Tenacious, undaunted and one who shoots from the hip have commonly been used by those who know best former Council member Carol Schwartz, now almost 74, to describe the sometimes sassy, Texas-born “fireball” who has made D.C. her home for over 50 years.
And as one with a “front-row seat” in the District’s political arena for the past five decades, including stints on the Board of Education, an ANC seat and multiple failed runs for mayor, Schwartz has seen it all – sometimes failing but never giving up or backing down from that which means the most to her.
Now, in her autobiography, “Quite a Life! From Defeat to Defeat . . . and Back,” the Jewish girl with unarguable “hutzpah” tells her story, recounts her victories and reexamines her defeats in a fascinating narrative. And when asked why she chose to share her memoirs now, she replied, “If not now, when?”
“I moved to D.C. from Texas 52 years ago and actually picked this city because of its sheer beauty and its racial and economic diversity. I never wanted to live in Bethesda like some of my friends. I wanted to be in the city and be a part of all that it had to offer,” said Schwartz who has overcome her share of adversity including a painful childhood, the sudden death of her husband and several difficult political campaigns in which she came out on the losing end.
But she hasn’t let disappointment or failure diminish her spirit. In fact, she says she wrote the book which chronicles her life in order to encourage others who, like her, have had to endure unforeseen and even unfair obstacles along the way.
“We all have dreams of a happy life but there are times when life is far from happy,” she said. “This is a book about falling down, failing, falling down again but always getting back up, wiping myself off and starting all over again. I wanted to help others find hope and encourage them to believe that even in the midst of hardship, we should never give up and never stop hoping for better days.”
“Some use the cards they’ve been dealt as an excuse for negative behavior, negative habits or becoming self-absorbed. From the days in my youth, I got involved in volunteer work. I worked to help others feel better about themselves. I refused to engage in pity parties. And what I learned, even when I was just a teenager, was that there were others who faced even greater challenges than me. I learned how to count and to be thankful for my blessings,” said Schwartz, a Republican, recently-turned Independent, who would become an intimate friend with Marion Barry – the same man to whom she lost in her 1994 bid for mayor – an election that remains one of the closest mayoral general elections in the District’s history in which she garnered 42 percent of the vote despite D.C.’s 11-to-1 Democrat to Republican odds.
“I grew up with so little self-confidence and so many fears but when I had a task that I wanted to achieve and in which I believed, something that was for the common good, I’d just forge ahead,” she said. “Like my drive to secure sick leave for District workers which was how my political career in D.C. came to an end. But I’m proud of that and would do it all over again.”
Schwartz says she always looked for ways to “move the needle” while serving in public office and never went “the easy route.”
During a recent book signing event, she met a young man who she helped 30 years ago when his brother died and who then sought her assistance.
“I was able to help him overcome governmental red tape and help him do what he needed. He recently sent me an email that shared how after reading my book, he had not been so enthralled in a family history since January 1977, when ‘Roots’ was released,” she said. “He even had both the letter I had sent him years ago and a copy of the check that I had sent to him from my own personal account to help him. That’s what I believe we’re supposed to do when we are elected to serve the public – to really serve them and to help them overcome find a way to go on. To show them someone really cares,” she said.

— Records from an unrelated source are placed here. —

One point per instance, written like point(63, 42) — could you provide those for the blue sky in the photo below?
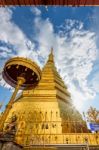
point(73, 32)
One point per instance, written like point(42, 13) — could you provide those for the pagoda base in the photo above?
point(4, 145)
point(63, 147)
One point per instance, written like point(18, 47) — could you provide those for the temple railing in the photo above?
point(69, 138)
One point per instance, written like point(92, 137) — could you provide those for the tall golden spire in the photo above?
point(51, 56)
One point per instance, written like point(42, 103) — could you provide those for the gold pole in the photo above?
point(20, 81)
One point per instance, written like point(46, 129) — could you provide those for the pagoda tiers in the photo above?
point(45, 113)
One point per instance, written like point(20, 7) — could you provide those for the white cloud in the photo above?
point(75, 53)
point(36, 11)
point(74, 49)
point(94, 83)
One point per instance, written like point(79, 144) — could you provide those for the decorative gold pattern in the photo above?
point(45, 114)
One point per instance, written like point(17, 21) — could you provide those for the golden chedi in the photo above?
point(45, 113)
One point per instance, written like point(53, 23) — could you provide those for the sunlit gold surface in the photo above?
point(46, 114)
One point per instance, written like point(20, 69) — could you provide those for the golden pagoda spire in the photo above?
point(51, 56)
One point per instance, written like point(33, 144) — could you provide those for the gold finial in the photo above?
point(51, 57)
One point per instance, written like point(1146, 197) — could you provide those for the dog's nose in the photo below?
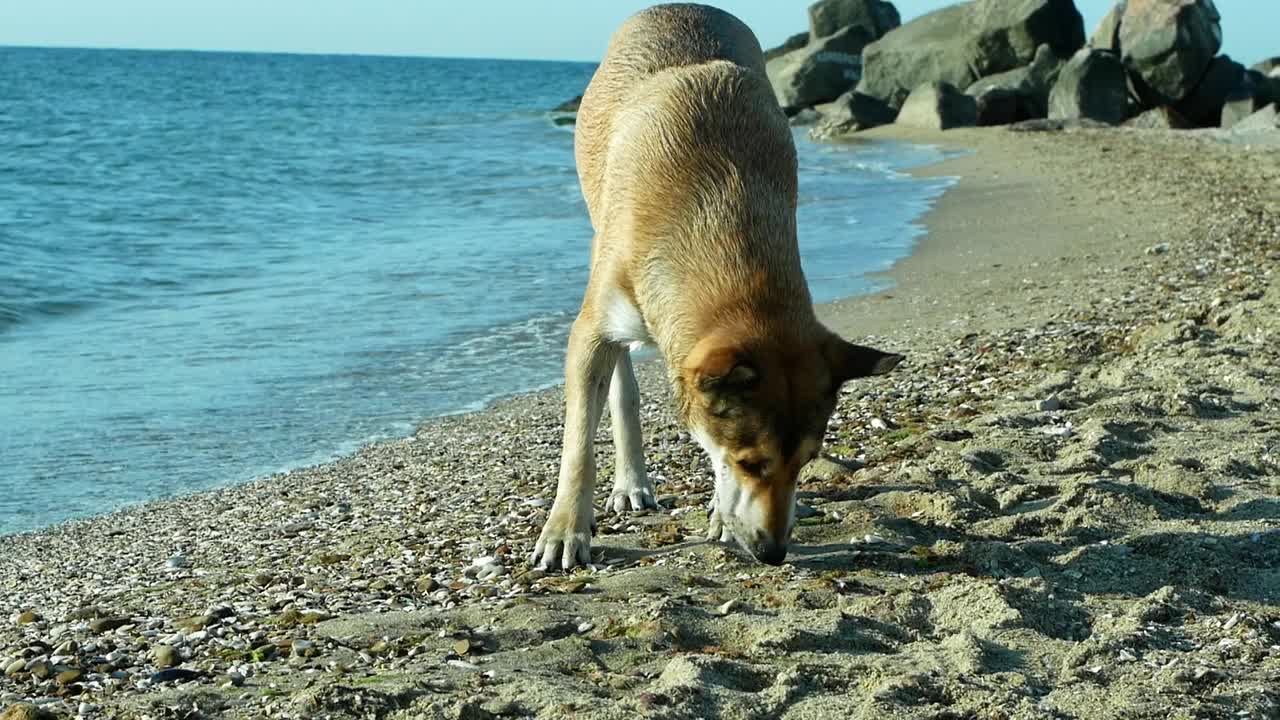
point(769, 551)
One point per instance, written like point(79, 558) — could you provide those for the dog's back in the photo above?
point(668, 54)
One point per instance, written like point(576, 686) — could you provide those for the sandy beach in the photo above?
point(1063, 505)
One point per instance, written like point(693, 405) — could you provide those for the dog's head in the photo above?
point(760, 411)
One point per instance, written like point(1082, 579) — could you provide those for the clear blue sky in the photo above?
point(572, 30)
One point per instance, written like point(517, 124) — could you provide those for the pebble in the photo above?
point(108, 624)
point(174, 675)
point(165, 656)
point(727, 607)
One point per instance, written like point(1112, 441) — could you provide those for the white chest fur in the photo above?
point(624, 323)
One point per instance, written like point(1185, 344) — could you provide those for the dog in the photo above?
point(689, 171)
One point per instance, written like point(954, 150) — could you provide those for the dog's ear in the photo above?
point(849, 361)
point(721, 369)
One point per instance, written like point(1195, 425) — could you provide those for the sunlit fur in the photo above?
point(689, 172)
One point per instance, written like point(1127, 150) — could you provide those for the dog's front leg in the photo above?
point(631, 486)
point(566, 538)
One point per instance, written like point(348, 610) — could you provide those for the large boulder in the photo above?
point(1016, 95)
point(789, 45)
point(1091, 86)
point(960, 44)
point(1169, 45)
point(819, 72)
point(1266, 118)
point(827, 17)
point(853, 112)
point(938, 105)
point(1107, 35)
point(1203, 105)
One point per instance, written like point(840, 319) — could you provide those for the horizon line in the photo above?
point(304, 53)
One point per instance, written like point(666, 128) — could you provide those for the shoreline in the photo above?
point(1061, 505)
point(489, 402)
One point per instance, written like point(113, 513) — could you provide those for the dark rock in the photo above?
point(821, 71)
point(1001, 106)
point(1203, 106)
point(1255, 92)
point(1019, 94)
point(960, 44)
point(1107, 35)
point(1091, 86)
point(938, 105)
point(1169, 44)
point(1046, 124)
point(853, 112)
point(789, 45)
point(1160, 118)
point(1270, 67)
point(176, 675)
point(568, 105)
point(827, 17)
point(805, 117)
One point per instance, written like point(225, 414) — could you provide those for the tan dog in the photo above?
point(689, 171)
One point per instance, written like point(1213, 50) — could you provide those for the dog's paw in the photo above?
point(563, 545)
point(631, 497)
point(716, 527)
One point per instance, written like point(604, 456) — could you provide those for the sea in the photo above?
point(215, 267)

Schwartz says she still has a few things she hopes to accomplish before it’s all over, most notably securing a vote in Congress for the residents of the District.
“We pay federal taxes and we send men and women to the armed forces,” she said. “It’s not fair – no, it’s wrong, that we still do not have an equal voting voice in Congress. I can’t rest until we’ve been given our well-deserved right.”
As for the “Mayor for Life,” Schwartz remembers his final days and the emotional conversation the two of them shared while he was in resting in his hospital room.
“I’m told that I was the last person he spoke to before his life-threatening surgery,” she said. “He told me that I had been on his mind and that he had to call me. We loved each other and shared a deep friendship. I’m glad he had passed on before his son’s unexpected death. That would have been too much for him.”
“As for my book, I believe he’d be proud of me. But then he’d remind me that he wrote his autobiography first. And as I suppose I was always envious of his being mayor, I think now he’d be a bit envious of me too.”